A remarkable drama tracing the lives of two visionary women: German expressionist poet EIsa Lasker-Schuller and Russian revolutionary Manya Shohat. Moving along parallel lines between Lasker-Schuller's decadent Berlin of the 1920s and Shohat's pioneering collective society in Palestine, we follow the friendship between these two women (not based on historic fact) and the personal and political disillusionments they later experience. Both women share a sense of identity based on Jerusalem and the Holy Land, though EIsa's quest is individual and spiritual while Manya's is political. A visually stunning film shot by Henri Alekan (noted for his camerawork on WINGS OF DESIRE and on films by Jean Renoir, Abel Gance, and Jean Cocteau), and directed by Amos Gitai, one of Israel's most prolific and controversial young filmmakers.
For over 20 years, Amos Gitai has brought to the screen images of the Jewish Diaspora and Israeli life alike. Employing both documentary and fictional styles, Gitais uses the camera to reveal history in all its contradictions and ambivalence.
He challenges us, the audience, to scrutinize history anew. Using landscape as a pictorical reference, Gitai traverses time and space to posit not merely a personal experience but a universal one that speaks of migration, struggle and alienation.
In 1973, during the Yom Kippur War, a Red Cross helicopter Gitai was in was shot down by Syrian forces. Following this, Gitai began using his camera as a means of recording and questioning the historical and political events around him. Both his documentaries and his dramatic films present a brutally honest reality, one bejeweled with political conflict, personal plight and a search for meaning. It is a reality that we recognize both as individuals and as members of the larger society.

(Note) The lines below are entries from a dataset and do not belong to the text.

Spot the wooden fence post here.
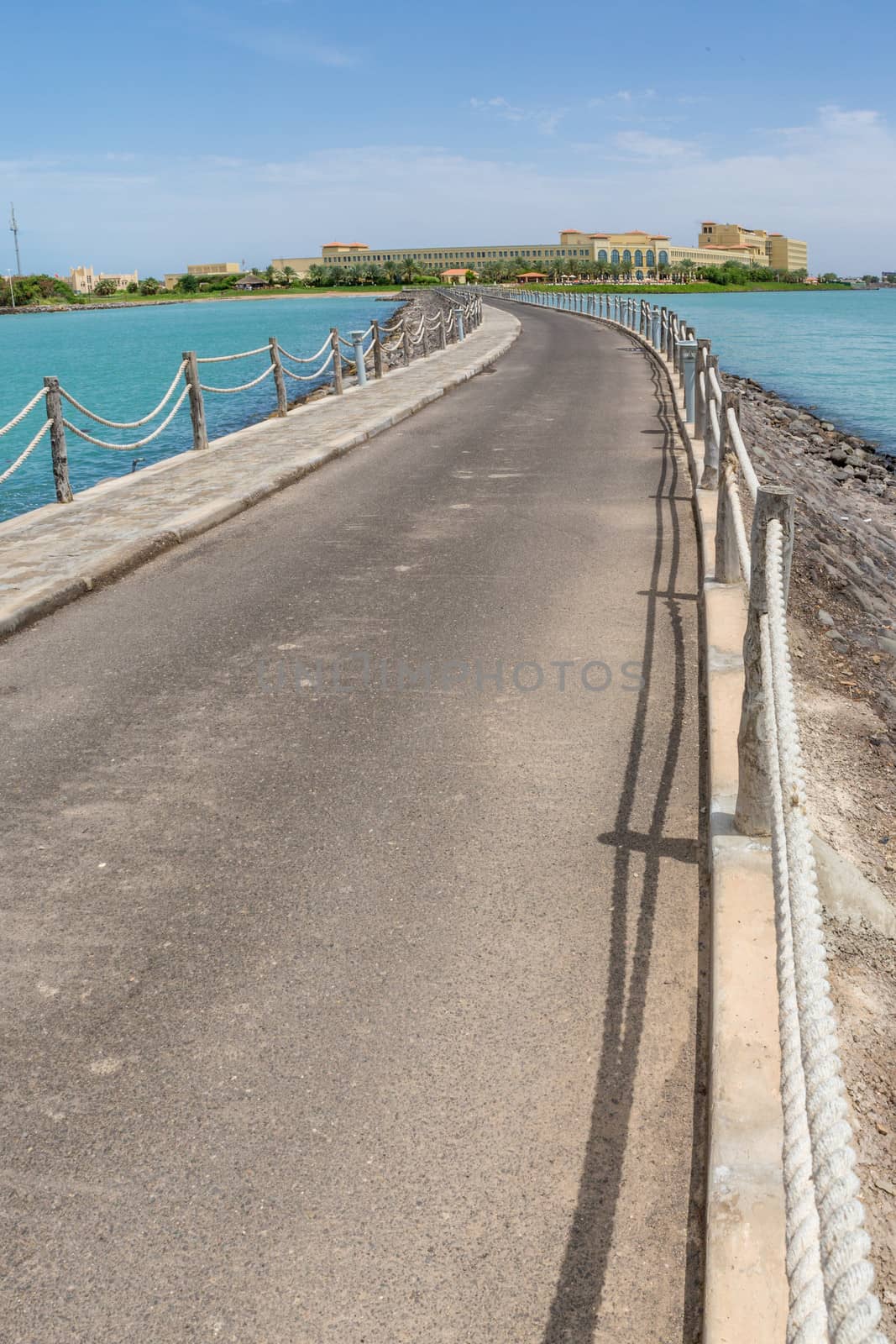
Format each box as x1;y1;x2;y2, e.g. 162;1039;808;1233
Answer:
693;336;712;439
267;336;286;415
371;318;383;378
735;486;794;836
713;453;741;583
181;349;208;449
329;327;343;396
43;378;74;504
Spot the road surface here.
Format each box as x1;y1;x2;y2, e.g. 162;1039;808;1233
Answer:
0;309;701;1344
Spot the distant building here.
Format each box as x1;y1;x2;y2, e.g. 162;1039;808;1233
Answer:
165;260;242;289
699;219;809;270
69;266;139;294
273;220;809;280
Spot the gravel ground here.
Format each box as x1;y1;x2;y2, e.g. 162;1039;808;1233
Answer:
723;378;896;1339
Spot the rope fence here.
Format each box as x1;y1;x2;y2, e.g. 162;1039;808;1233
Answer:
479;278;887;1344
0;287;482;504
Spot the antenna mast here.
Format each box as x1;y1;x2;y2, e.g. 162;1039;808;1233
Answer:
9;202;22;276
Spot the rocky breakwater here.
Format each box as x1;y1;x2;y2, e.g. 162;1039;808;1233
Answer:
721;376;896;1339
723;363;896;709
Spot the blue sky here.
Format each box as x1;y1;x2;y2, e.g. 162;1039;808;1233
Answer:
0;0;896;276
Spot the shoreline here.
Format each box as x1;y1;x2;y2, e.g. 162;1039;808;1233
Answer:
0;286;402;318
720;372;896;1339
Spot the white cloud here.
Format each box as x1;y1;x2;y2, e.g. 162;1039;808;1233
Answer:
612;130;699;160
470;98;569;136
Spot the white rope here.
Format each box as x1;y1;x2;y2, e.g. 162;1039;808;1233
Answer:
766;519;887;1344
284;351;333;383
280;336;332;365
0;387;50;438
726;406;759;500
759;614;829;1344
59;360;186;428
0;421;51;486
723;465;751;585
196;345;270;365
63;387;190;453
199;365;274;395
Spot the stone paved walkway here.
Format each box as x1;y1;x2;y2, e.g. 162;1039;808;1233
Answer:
0;307;520;637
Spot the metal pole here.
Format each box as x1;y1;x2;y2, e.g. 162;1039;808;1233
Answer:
681;340;697;425
352;332;367;387
329;327;343;396
371;318;383;378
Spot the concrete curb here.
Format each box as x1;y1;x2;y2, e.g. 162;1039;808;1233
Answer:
510;309;787;1344
598;309;787;1344
0;320;521;640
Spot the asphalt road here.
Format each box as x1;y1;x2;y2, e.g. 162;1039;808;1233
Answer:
0;312;701;1344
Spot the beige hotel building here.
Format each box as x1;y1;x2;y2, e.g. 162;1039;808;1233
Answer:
270;220;809;280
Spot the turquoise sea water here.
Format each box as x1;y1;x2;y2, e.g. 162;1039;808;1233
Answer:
0;289;896;519
0;294;398;519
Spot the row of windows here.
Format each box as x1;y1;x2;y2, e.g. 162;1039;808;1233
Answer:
324;247;590;266
598;247;669;266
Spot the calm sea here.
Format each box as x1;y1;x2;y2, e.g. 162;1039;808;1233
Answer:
0;289;896;517
0;296;398;519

Amos Gitai was born in Haifa in 1950. Between 1971 and 1975, Amos Gitai studied architecture in the Israel Institute of Technology, and also created his first 8- and 16-mm films. He continued his architecture studies at the University of California in Berkeley where he specialized in the theory of vernacular architecture, and received his Ph.D. in 1986.
In 1977 he began working for Israeli television, where he made several documentaries. After two of his films, Political Myths and House, were censored by the TV authorities, and when Field Diary, shot shortly before and during the Lebanon War, met with much hostility, Gitai moved in 1982, to Paris. From Paris, Gitai continued studying themes of exile, emigration and geography, creating films exceeding the bounds of traditional genre defitions of narrative.